Fernand Léger (February 4, 1881 - August 17, 1945), Artist.
Born Joseph Fernand Henri Léger in the Argentan, Orne, Basse-Normandie Region of France, at age 19 Léger moved to the Montparnasse Quarter of Paris and supported himself as an architectural draftsman. His earliest known drawings were primarily influenced by Impressionism.
In 1911 he joined with several other artists to form the Puteaux Group, an offshoot of the Cubist movement. From then until 1914, Léger’s work became increasingly abstract, and he started to limit his color to the primaries and black and white.

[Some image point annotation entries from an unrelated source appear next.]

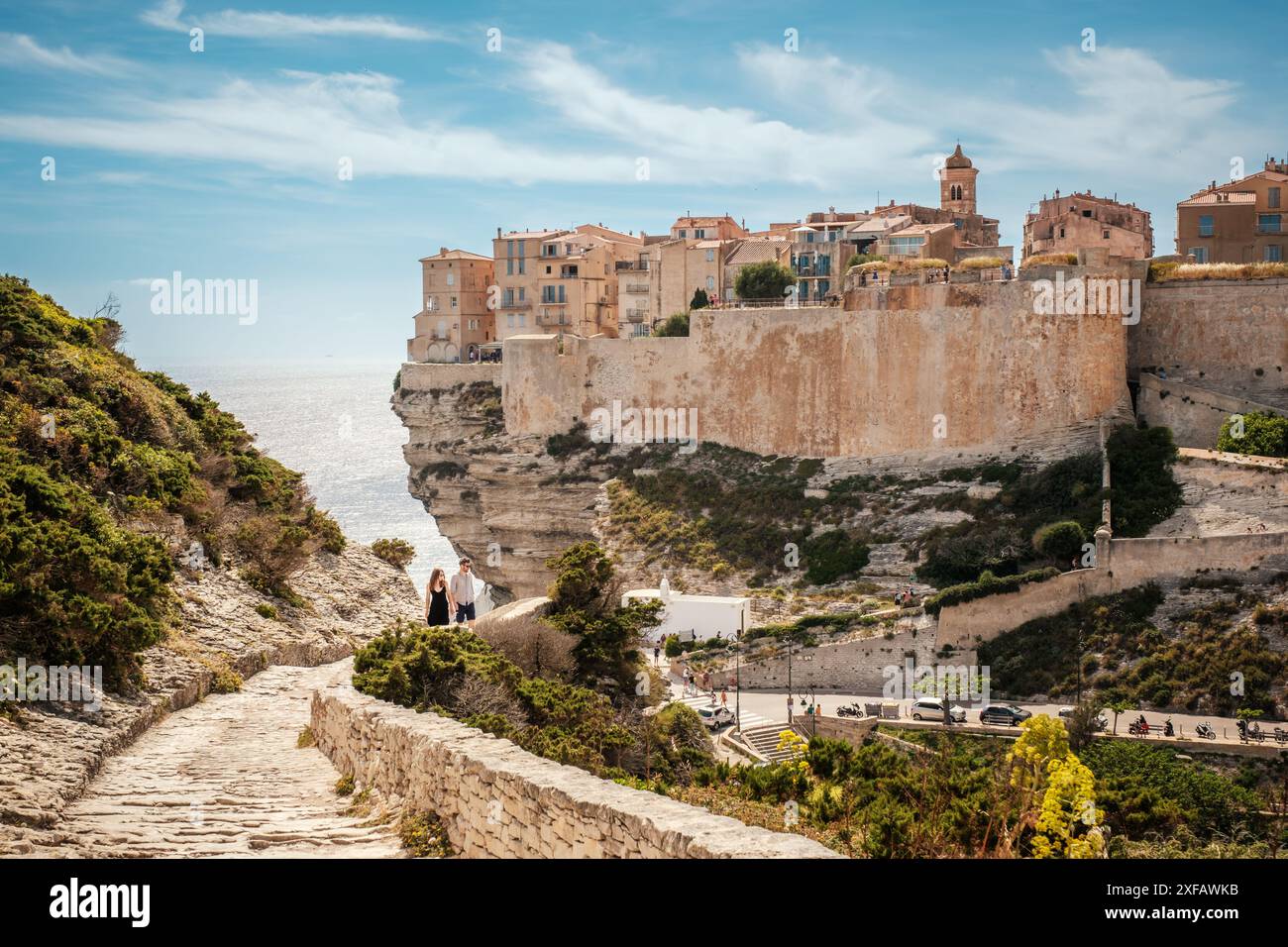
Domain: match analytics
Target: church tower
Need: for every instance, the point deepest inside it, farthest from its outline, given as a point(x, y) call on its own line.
point(957, 183)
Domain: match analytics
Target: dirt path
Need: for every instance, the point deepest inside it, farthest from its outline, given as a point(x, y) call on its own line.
point(224, 779)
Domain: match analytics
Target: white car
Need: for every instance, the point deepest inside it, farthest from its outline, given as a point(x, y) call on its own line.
point(715, 718)
point(934, 710)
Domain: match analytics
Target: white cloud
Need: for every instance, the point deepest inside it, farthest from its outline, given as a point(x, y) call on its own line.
point(20, 51)
point(270, 25)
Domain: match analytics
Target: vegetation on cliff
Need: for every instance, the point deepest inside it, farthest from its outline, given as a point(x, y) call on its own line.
point(112, 478)
point(1183, 664)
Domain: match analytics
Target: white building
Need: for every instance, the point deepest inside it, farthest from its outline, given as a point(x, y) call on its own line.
point(695, 616)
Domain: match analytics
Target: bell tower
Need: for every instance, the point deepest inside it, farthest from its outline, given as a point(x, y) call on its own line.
point(957, 183)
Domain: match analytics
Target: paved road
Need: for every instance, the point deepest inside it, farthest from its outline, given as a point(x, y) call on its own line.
point(772, 706)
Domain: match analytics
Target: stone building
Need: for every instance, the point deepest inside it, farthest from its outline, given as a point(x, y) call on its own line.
point(578, 279)
point(974, 235)
point(518, 263)
point(1239, 222)
point(455, 318)
point(1082, 221)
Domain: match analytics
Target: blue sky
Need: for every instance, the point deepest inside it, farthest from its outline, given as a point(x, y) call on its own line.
point(223, 163)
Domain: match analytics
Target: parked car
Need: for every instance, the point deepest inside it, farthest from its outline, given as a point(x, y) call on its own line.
point(1004, 714)
point(715, 718)
point(930, 709)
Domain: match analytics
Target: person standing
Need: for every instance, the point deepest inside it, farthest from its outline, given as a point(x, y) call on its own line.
point(463, 591)
point(438, 599)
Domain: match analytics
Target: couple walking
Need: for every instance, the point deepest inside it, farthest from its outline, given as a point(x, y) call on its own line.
point(450, 596)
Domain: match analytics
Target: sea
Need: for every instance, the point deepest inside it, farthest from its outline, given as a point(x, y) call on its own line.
point(331, 420)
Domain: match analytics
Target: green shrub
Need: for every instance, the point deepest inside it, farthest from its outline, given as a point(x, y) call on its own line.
point(1061, 541)
point(987, 585)
point(832, 556)
point(1263, 436)
point(675, 325)
point(397, 553)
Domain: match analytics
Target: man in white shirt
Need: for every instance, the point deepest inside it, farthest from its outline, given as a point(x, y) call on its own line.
point(462, 586)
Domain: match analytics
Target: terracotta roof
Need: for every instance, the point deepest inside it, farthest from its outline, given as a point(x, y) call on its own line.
point(957, 158)
point(456, 256)
point(1227, 197)
point(756, 252)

Léger served in the military during World War I where he almost died after being the victim of a Mustard gas attack by the Germans. Following the war his "mechanical" period evolved, in which figures and objects are characterized by tubular, machinelike forms, began in 1917.
In 1935, the Museum of Modern Art in New York presented an exhibition of his work. Léger lived in the United States during World War II and returned to France in 1945. Before his passing, his varied projects included book illustrations, monumental figure paintings and murals, stained-glass windows, mosaics, polychrome ceramic sculptures, and set and costume designs.
Fernand Léger died at his home and is buried in the Cimetière de Gif-sur-Yvette, Essonne, France.
Recently, sales of some of his art has fetched prices close to US$2 million, a sculpture selling for US$8 million.